Reems would have been more than happy to go about his business and let the past take care of itself. Until recently, Harry had never discussed his past, declined all interview requests and preferred to live the life of an entrepreneur in this ski resort. Then he was contracted about a new film being made, a documentary on a time that he would rather forget. "I was ready to say no. Over the 20 years since I had done my last film, and living here in Park City, I have three, four, five times a week somebody wanting to do an interview with me, or would I come out and do this talk show, or you know, let’s do your life story as a movie of the week—lots of comedy, sex, drugs, rock and roll—and I had been through this horrible experience, so I never wanted to tell that story.

When I met directors Fenton Bailey and Randy Barbato and they were out here at Sundance three or four years ago, we sat down and we met and they said ‘What’s your fix?’ I mean, I had refused to do interviews, I had refused to do anything. But, when he mentioned Brian Grazer’s name it perked my ears and I wanted to know what direction the film is going in." The directors’ response was ‘We won’t know until we get the footage shot.’ But, they saw it as taking Deep Throatand using it as a thread to show the social, cultural change in America that took place in the late ‘60s and the ‘70s and ‘80s, and they were going to tie that all together. "I said “Well, do you know about me being a drunk‚ and they said ‘It’s a wonderful story of redemption.’ I said that’s the story I’d be willing to tell, and so I agreed to cooperative, to be in the film, and I’m very impressed with the final product."

Surprisingly, Reems insists, watching the documentary for the first time at Sundance did not bring back any unwanted memories. "I have a new life now. They flew my wife and I out to L.A. about two weeks ago to see a rough cut and to ask if I would participate in a promotion and I said, well, let me see the film and, I was quite pleased. I mean, they had things in the movie that I didn’t even know about." Reems says the film didn’t touch the surface but it did what it set out to do.

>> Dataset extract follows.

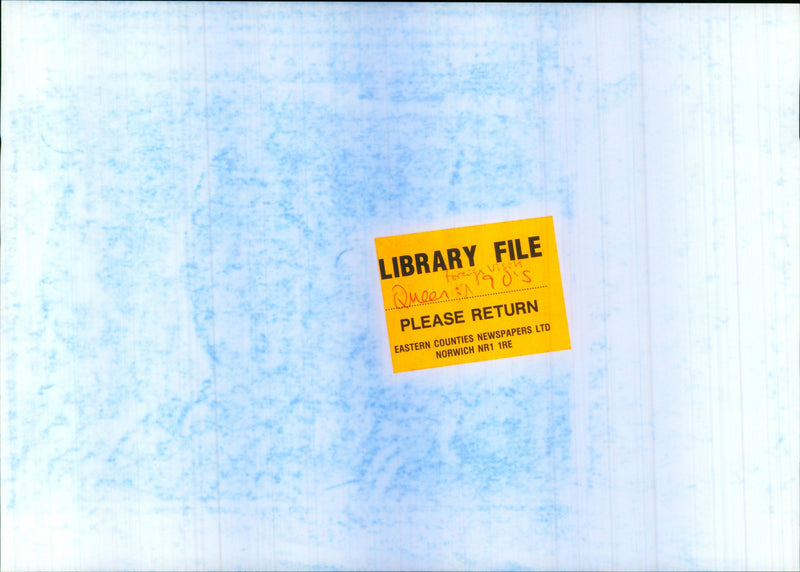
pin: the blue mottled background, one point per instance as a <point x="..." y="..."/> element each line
<point x="195" y="370"/>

"I mean, they didn’t go into any great depth about the mafia, they didn’t go into great depth about my journey, but they did go into depth about the sexual revolution that took place in America in the ‘60s, and I was right in the middle of it all—in the East Village, a hippie, in the late ‘60‚ Mama Cass, Jimi Hendrix, all of them, Janis Joplin, the bell bottoms and the crazy hair and the free love, and I came from such a repressed Jewish background. You bet I became a hippie—even though I got caught up in it and the next thing you know I’m a voice. But this movie is factual, accurate, in-depth and it really captures the world as it was, that world as it really was, and I’m proud to be a part of it, I really am. I never thought I’d come out the hero, or that they would use me as the redemptive sort of angle in the movie."

For Reems, Inside Deep Throatremains but a memory, the glare of the spotlight has once again dimmed, and Harry Reems says that he looks forward to returning to reality. "On Tuesday morning I have a listing appointment to list a house." Reems is more than happy being a real estate broker, finally saying, laughingly, "if you love your work you’re not working."

Charles Dickens once wrote, “They were the best of times, they were the worst of times.” It’s a fitting prologue to the life and times of Harry Reems, actor, porn star, alcoholic and gentleman capitalist. He hopes the documentary and the recently announced re-release of that original porn classic, will remind us of an era that forged a revolution and the beginning of one of the more unique film industries in Hollywood history.

Inside Deep Throat opens in limited release this Friday.